“Chopin composed 21 nocturnes, 18 of which were published during his lifetime,” (The Guardian). “They span almost his entire creative career – the earliest were written in the late 1820s, when the composer was still in his teens, the last in 1846, three years before his death. That period also coincided with massive advances in the technology of the piano itself; the instruments that Beethoven and Schubert wrote for – the kind that Chopin would have known in his youth – were very different in their tonal capabilities and power from those that he was able to play and compose on in the last decade of his life.
In some significant respects, Chopin’s development as a composer, and the steady refinement of his musical language, are inseparable from the increasing expressive power that the steady advancement in piano technology offered him through his career. Together with the mazurkas, the other miniature form that he made his own, the nocturnes provide a musical chronology of that development.”

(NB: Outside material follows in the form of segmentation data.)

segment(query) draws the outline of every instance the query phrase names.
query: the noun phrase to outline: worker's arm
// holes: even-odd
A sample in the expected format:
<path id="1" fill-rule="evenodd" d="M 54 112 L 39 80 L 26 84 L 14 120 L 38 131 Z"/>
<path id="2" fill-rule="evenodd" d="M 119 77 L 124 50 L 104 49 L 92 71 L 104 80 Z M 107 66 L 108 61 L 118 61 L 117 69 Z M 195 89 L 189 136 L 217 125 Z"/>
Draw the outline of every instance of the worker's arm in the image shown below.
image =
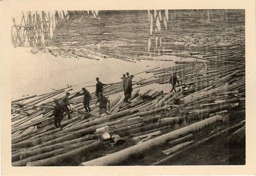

“Chopin’s Nocturne in G (1839) is written like a barcarolle, a song of the Venetian gondoliers. In the left hand you’ll hear the gentle rocking motion of the boat,” (VermontPublic.org). “The music shifts and the key changes just like the scenery passing by. The boat comes to a rest and we hear a melody, like the gondolier singing a simple, repetitive song.”
After the piece begins in G major, at the 0:18 mark we’ve clearly launched into new harmonic territory, with many additional shifts throughout. However, the piece manages to come to its final resting point by returning to the key of G major.